Matthew 18 reminds us that we don’t deserve forgiveness - rather, we owe a debt to God, a costly
debt: our sin. And yet, God in his grace and mercy extends forgiveness to us
through the death of his son, Jesus. And He doesn't just give us extra time to pay our debt,
he knows we can never pay it, so we are forgiven entirely because Jesus paid
the penalty. But then, we turn around and fail to extend grace, mercy, and
forgiveness to those who have wronged us. We think that only those who deserve
to be forgiven should be truly forgiven. Only those who have worked hard enough
to be sorry enough are worthy of our favor. And yet, we can never, ever, be
sorry enough or repentant enough to earn God’s grace. It is a free gift.
Ernest Gordon was a Scottish POW in WWII. His troop fell
captive to the Japanese where they had to help build a railroad and were
treated as slaves. Gordon describes his time in the camp and how the miserable
conditions turned the men into shadows of men filled with hatred and
selfishness. Here is an excerpt from his book Miracle on the River Kwai detailing just that….
As
conditions steadily worsened, as starvation, exhaustion and disease took an
ever-growing toll, the atmosphere in which we lived was increasingly poisoned
by selfishness, hatred, and fear. We were slipping rapidly down the scale of
degradation.
We
lived by the rule of the jungle, “red in tooth and claw” – the evolutionary law
of the survival of the fittest. It was a case of “I look out for myself and to
hell with everyone else.” The weak were trampled underfoot, the sick ignored or
resented, the dead forgotten. When a man lay dying we had no word of mercy.
When he cried for our help, we averted our heads.
We
had long since resigned ourselves to being derelicts. We were the forsaken men
– forsaken by our families, by our friends, by our government. Now even God had
left us.
Hate, for some, was the only motivation for living.
We hated the Japanese. We would willingly have torn them limb from limb, flesh
from flesh, had they fallen into our hands. In time even hate died, giving way
to numb, black despair.
Ernest Gordon goes on to tell about a day when the men arrived back at the camp after working on the railroad. At the tool check the officers informed the POWs that a shovel was missing. In rage, the officers demanded that the man who stole the shovel come forward, and if no one confessed, the entire group would be killed. Slowly, a man came forward. As he stood before the officers in his moment of confession, the officers beat him to death as punishment.
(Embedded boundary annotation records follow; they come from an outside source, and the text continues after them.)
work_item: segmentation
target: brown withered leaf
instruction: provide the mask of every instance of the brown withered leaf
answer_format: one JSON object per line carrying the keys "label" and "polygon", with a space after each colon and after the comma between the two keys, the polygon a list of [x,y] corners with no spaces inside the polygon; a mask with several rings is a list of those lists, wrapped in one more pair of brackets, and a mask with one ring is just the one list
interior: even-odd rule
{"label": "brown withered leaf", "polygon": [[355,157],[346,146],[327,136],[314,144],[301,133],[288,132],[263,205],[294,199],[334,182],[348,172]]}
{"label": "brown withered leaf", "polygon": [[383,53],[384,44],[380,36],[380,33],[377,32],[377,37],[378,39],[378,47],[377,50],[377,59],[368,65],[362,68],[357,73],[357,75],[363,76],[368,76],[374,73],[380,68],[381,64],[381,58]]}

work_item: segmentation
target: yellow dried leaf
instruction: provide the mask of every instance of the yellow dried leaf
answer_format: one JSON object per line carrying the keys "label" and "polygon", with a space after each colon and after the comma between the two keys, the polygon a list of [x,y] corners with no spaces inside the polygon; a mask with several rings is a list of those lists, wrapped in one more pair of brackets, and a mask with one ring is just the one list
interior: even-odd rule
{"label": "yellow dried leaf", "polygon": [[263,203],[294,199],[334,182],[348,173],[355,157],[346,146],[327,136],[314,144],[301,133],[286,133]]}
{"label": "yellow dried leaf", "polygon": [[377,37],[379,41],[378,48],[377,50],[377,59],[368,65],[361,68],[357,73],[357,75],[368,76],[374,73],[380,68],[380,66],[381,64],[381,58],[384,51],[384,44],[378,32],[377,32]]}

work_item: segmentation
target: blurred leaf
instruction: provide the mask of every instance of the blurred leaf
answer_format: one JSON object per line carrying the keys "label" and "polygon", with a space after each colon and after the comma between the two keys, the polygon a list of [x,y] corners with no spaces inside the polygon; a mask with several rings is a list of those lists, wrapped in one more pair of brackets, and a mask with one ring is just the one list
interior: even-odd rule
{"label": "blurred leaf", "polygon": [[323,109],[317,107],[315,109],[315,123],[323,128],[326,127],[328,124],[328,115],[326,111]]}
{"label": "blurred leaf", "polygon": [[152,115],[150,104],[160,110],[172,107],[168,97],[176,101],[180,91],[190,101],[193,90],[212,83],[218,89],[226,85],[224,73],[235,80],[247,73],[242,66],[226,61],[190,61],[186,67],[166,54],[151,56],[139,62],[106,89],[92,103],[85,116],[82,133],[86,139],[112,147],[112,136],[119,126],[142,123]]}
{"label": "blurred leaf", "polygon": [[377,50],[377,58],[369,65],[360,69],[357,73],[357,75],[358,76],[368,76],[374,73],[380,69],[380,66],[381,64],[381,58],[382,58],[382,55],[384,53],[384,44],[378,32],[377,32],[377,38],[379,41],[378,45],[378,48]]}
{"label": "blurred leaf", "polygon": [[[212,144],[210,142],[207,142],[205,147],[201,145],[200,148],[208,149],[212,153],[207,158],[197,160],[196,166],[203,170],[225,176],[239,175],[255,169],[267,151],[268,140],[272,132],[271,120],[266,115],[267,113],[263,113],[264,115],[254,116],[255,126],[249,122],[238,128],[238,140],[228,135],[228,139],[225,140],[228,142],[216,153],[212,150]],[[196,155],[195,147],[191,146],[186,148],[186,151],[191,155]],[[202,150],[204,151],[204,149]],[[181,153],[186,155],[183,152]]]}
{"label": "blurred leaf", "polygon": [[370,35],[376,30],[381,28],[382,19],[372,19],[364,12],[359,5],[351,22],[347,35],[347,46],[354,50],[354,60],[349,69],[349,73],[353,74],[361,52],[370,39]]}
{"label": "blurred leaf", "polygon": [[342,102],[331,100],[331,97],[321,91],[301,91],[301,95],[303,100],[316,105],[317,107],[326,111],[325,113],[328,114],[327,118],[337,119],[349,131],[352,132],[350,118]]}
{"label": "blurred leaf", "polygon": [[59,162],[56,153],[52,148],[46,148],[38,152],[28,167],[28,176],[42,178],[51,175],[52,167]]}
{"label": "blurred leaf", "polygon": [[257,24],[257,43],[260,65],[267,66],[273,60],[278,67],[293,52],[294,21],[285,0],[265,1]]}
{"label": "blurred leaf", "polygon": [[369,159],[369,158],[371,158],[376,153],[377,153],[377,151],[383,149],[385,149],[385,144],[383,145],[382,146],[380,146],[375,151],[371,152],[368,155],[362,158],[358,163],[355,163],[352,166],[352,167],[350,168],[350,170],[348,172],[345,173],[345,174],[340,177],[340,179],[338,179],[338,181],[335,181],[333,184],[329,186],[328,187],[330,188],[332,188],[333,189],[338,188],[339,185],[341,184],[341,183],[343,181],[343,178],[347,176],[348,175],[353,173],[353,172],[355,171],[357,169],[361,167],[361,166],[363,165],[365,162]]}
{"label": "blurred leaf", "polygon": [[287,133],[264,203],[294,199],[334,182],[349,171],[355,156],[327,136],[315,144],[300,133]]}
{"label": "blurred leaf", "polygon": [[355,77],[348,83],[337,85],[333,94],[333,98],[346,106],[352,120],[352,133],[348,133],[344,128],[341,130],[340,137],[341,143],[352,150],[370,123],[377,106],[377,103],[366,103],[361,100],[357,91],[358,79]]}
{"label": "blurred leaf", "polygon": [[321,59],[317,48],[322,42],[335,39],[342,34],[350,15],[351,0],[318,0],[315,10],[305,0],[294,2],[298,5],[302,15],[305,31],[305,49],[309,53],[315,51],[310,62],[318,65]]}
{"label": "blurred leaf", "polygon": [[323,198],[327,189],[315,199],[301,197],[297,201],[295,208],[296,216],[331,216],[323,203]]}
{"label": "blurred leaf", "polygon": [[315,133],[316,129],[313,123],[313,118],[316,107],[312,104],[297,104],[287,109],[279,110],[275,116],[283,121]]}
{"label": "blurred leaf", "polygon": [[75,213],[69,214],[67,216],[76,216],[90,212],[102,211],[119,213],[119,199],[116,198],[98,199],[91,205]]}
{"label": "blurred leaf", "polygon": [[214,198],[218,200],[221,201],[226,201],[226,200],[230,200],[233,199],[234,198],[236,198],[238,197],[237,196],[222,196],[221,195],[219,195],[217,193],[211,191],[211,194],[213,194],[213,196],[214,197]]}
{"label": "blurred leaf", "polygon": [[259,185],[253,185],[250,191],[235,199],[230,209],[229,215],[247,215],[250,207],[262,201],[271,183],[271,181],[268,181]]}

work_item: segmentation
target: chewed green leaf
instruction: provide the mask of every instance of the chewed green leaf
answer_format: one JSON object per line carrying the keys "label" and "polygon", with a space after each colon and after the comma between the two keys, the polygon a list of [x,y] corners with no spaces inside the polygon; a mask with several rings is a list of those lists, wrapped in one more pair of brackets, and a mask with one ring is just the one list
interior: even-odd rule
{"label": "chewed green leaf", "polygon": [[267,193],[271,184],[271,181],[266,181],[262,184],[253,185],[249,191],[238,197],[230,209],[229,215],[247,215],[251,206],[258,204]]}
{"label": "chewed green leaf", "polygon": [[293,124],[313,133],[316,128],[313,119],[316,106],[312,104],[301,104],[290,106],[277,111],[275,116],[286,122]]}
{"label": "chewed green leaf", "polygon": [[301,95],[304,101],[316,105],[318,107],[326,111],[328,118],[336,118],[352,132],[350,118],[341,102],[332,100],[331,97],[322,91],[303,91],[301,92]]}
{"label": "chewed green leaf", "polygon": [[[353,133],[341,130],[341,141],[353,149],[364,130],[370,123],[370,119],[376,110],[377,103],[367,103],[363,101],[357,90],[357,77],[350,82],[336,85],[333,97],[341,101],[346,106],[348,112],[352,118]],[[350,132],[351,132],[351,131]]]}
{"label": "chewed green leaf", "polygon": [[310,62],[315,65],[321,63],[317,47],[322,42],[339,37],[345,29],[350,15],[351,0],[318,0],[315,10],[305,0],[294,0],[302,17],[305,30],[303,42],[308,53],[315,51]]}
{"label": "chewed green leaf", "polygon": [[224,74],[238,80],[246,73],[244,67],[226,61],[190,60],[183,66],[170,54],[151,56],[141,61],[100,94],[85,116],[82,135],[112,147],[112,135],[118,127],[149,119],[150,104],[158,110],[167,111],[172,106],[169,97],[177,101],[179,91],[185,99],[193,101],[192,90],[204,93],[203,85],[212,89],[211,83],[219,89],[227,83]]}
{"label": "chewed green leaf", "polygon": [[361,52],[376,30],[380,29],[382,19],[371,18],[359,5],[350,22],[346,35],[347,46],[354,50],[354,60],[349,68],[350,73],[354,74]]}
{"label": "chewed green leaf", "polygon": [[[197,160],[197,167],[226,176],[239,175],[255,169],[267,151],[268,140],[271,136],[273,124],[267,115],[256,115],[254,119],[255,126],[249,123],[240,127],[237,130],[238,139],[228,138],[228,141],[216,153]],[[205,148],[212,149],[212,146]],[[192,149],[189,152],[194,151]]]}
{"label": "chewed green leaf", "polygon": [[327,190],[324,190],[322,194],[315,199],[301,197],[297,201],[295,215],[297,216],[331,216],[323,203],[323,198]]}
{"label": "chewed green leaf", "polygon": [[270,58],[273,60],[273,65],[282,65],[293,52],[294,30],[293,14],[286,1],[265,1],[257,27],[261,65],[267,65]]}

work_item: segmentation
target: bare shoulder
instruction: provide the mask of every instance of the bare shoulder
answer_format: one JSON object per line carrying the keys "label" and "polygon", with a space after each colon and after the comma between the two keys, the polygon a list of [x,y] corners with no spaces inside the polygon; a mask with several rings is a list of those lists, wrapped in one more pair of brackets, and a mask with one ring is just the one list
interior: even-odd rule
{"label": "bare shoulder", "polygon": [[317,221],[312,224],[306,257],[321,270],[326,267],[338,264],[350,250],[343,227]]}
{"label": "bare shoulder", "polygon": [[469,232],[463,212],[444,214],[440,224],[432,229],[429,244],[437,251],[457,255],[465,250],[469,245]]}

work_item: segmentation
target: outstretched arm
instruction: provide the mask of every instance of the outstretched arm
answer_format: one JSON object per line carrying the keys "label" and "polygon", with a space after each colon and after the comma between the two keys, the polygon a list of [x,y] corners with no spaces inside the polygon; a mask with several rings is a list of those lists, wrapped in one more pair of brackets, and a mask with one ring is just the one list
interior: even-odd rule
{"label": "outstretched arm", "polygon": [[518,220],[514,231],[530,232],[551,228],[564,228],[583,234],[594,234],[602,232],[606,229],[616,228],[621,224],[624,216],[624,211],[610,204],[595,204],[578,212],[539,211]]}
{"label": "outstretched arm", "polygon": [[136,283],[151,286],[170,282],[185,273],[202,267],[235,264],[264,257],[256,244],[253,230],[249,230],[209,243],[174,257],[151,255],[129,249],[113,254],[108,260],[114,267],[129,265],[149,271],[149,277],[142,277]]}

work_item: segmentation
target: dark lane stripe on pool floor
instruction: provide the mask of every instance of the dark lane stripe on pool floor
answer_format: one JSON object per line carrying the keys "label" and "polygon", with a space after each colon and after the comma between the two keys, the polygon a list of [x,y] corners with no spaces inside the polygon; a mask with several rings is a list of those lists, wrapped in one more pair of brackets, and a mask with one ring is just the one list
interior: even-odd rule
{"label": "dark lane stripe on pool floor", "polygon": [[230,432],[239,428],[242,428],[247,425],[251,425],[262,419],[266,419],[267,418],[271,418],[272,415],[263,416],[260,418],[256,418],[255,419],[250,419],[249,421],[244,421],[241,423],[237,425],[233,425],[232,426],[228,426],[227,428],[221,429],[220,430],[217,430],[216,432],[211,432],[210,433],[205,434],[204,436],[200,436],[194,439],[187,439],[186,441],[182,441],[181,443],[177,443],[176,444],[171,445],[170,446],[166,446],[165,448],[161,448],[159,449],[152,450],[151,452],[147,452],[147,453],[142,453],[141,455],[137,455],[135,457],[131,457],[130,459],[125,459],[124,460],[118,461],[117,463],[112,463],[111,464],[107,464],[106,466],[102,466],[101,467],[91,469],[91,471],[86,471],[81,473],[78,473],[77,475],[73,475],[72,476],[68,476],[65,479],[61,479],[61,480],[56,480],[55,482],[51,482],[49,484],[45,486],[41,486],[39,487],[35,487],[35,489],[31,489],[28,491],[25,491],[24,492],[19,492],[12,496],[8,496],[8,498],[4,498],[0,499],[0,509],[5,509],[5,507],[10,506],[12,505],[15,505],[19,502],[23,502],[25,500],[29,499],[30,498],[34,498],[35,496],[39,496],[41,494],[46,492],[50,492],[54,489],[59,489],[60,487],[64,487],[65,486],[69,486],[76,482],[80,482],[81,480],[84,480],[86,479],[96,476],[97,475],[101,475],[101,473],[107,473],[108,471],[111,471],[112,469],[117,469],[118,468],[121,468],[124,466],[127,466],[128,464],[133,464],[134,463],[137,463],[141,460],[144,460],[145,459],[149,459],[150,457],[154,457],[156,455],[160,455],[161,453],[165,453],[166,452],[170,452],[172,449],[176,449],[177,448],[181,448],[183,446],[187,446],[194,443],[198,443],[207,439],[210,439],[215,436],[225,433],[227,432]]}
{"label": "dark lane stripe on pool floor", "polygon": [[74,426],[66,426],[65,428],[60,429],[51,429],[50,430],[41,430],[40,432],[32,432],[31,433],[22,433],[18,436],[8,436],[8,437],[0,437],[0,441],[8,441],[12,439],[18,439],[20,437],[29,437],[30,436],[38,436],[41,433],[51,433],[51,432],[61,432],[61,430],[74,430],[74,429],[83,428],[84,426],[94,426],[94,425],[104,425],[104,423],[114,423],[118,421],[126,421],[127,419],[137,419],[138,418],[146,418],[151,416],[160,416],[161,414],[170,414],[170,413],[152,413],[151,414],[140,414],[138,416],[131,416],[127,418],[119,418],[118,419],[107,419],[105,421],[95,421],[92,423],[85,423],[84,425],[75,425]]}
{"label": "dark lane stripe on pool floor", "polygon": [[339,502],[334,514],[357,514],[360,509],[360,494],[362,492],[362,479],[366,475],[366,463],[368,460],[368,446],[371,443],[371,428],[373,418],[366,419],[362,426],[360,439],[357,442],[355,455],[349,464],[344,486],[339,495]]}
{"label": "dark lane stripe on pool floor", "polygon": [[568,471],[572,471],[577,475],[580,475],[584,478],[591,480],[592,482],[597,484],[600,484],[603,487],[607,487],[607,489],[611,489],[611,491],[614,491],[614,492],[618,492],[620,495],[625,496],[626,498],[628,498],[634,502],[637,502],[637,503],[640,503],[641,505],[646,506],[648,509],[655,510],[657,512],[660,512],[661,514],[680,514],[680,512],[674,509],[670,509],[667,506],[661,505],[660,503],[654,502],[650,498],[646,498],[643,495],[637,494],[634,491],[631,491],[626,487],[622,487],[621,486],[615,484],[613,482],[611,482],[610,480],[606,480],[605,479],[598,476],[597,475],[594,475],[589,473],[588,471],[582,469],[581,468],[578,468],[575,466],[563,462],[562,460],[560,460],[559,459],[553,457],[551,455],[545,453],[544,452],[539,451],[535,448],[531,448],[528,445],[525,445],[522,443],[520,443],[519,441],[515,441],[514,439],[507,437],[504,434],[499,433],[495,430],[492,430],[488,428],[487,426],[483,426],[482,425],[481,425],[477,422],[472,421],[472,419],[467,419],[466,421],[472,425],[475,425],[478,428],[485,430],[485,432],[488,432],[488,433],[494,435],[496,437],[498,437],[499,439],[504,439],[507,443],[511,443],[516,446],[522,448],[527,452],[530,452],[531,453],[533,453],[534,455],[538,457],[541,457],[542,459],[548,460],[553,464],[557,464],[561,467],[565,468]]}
At the next tool check, all the shovels were accounted for. You see, there had simply been a miscount. A miscount that cost the life of an innocent man. Gordon recounts the disbelief of the men: that a completely innocent man would die to save the rest of them. He said that it was in this moment that the POWs came to recognize an even greater act of mercy: Christ dying on the cross. A completely innocent man who died so that the rest of us don't have to be separated from God. We are the guilty. We deserve the punishment. And yet, Christ paid the penalty.
So, with the grace that has so graciously been extended to us, do we extend it to others?